4- Les débordements d’Influence Communication
Le très médiatisé patron d’Influence Communication, Jean-François Dumas, le sismographe de nos dérapages, fait désormais lui-même partie du « cycle de la nouvelle », catégorie « on parle trop du Canadien ».
On pourrait résumer ce cycle ainsi : 1) Une nouvelle concernant le CH paraît; 2) Elle est reprise instantanément partout, sur toutes les plateformes; 3) Des dizaines de chroniqueurs, de blogueurs, d’animateurs de radio, de « joueurnalistes » et quelques éditorialistes la commentent; 4) Une semaine plus tard, Pierre Foglia revient sur le sujet et ajoute un épisode à la série « vous avez tout faux, bande de cons »; 5) Jean-François Dumas fait le tour des médias pour présenter les données démontrant que le CH occupe une place disproportionnée de l’espace médiatique; 6) Un court débat suit, sur le thème « en fait-on trop? »; 7) Un intellectuel envoie une lettre intitulée « Du pain et des jeux » à la page Idées d’un grand quotidien; 8 ) Rien ne change jusqu’au débordement médiatique suivant, prévu en général pour le début du camp d’entraînement de septembre… ou le début des séries éliminatoires.

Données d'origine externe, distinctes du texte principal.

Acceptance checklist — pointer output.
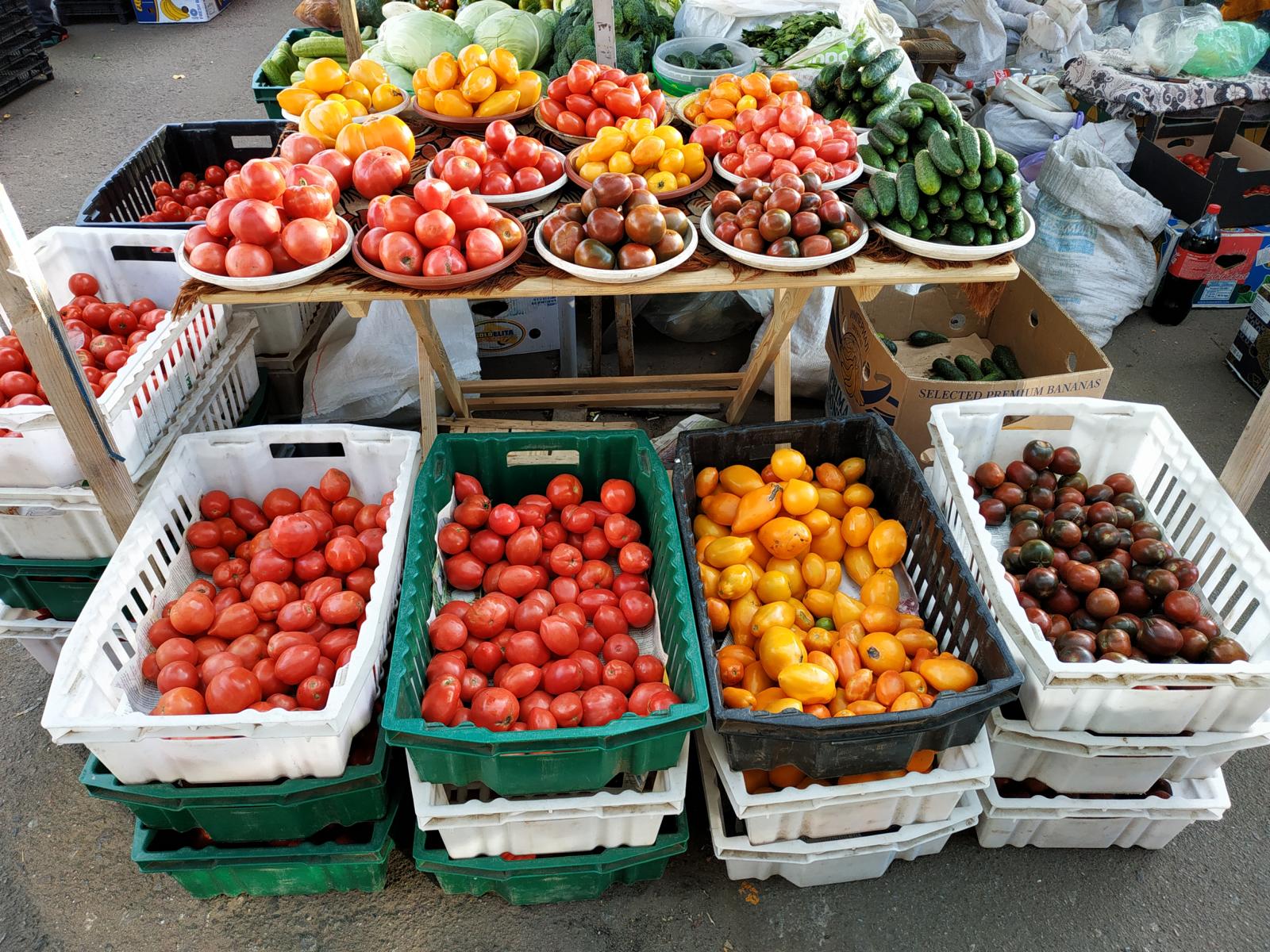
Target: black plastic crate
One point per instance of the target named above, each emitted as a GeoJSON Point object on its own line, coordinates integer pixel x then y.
{"type": "Point", "coordinates": [125, 194]}
{"type": "Point", "coordinates": [948, 598]}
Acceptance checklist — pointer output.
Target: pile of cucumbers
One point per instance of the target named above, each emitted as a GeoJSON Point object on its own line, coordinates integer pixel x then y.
{"type": "Point", "coordinates": [944, 181]}
{"type": "Point", "coordinates": [861, 90]}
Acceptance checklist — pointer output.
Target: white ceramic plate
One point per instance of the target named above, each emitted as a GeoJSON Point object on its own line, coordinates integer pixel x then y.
{"type": "Point", "coordinates": [956, 253]}
{"type": "Point", "coordinates": [520, 198]}
{"type": "Point", "coordinates": [360, 120]}
{"type": "Point", "coordinates": [270, 282]}
{"type": "Point", "coordinates": [616, 277]}
{"type": "Point", "coordinates": [783, 264]}
{"type": "Point", "coordinates": [836, 183]}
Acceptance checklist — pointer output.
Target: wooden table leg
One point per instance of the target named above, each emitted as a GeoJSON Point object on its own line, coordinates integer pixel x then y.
{"type": "Point", "coordinates": [1250, 461]}
{"type": "Point", "coordinates": [625, 336]}
{"type": "Point", "coordinates": [429, 340]}
{"type": "Point", "coordinates": [787, 306]}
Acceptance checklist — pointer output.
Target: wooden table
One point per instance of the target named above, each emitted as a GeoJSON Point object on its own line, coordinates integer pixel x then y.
{"type": "Point", "coordinates": [733, 390]}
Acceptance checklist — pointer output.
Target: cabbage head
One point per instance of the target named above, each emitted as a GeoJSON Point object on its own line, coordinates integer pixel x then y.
{"type": "Point", "coordinates": [413, 38]}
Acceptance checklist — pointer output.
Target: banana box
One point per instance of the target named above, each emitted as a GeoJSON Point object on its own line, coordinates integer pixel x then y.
{"type": "Point", "coordinates": [178, 10]}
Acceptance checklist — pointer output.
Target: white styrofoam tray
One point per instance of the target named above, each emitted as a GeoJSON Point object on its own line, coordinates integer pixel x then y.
{"type": "Point", "coordinates": [821, 812]}
{"type": "Point", "coordinates": [1077, 762]}
{"type": "Point", "coordinates": [1194, 513]}
{"type": "Point", "coordinates": [67, 522]}
{"type": "Point", "coordinates": [98, 696]}
{"type": "Point", "coordinates": [1067, 823]}
{"type": "Point", "coordinates": [152, 387]}
{"type": "Point", "coordinates": [831, 861]}
{"type": "Point", "coordinates": [482, 823]}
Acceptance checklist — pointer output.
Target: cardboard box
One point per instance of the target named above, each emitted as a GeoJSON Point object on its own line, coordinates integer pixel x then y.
{"type": "Point", "coordinates": [1051, 348]}
{"type": "Point", "coordinates": [1241, 267]}
{"type": "Point", "coordinates": [522, 325]}
{"type": "Point", "coordinates": [1238, 165]}
{"type": "Point", "coordinates": [1249, 355]}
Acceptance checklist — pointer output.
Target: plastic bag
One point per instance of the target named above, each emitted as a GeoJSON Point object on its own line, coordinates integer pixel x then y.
{"type": "Point", "coordinates": [698, 319]}
{"type": "Point", "coordinates": [1092, 249]}
{"type": "Point", "coordinates": [1231, 50]}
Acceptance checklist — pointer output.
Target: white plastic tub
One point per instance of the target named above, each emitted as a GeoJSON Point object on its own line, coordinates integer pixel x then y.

5- Price et les partisans bipolaires
Quelques heures à peine après une contre-performance du gardien Carey Price, lors du premier match préparatoire, le 22 septembre, le journaliste-blogueur de La Presse François Gagnon titrait son billet ainsi : « “Jésus Price” déjà crucifié. » Et pour cause. Le gardien venait de se faire conspuer par la foule du Centre Bell. Un mois plus tard, après un excellent début de saison, le même Carey Price s’attirait les louanges. Bipolaires, dit-on, les partisans du CH… M’est avis que Carey Price fera les délices de Jean-François Dumas et d’Influence Communication au cours des prochains mois… -30-
Pierre Cayouette est journaliste indépendant.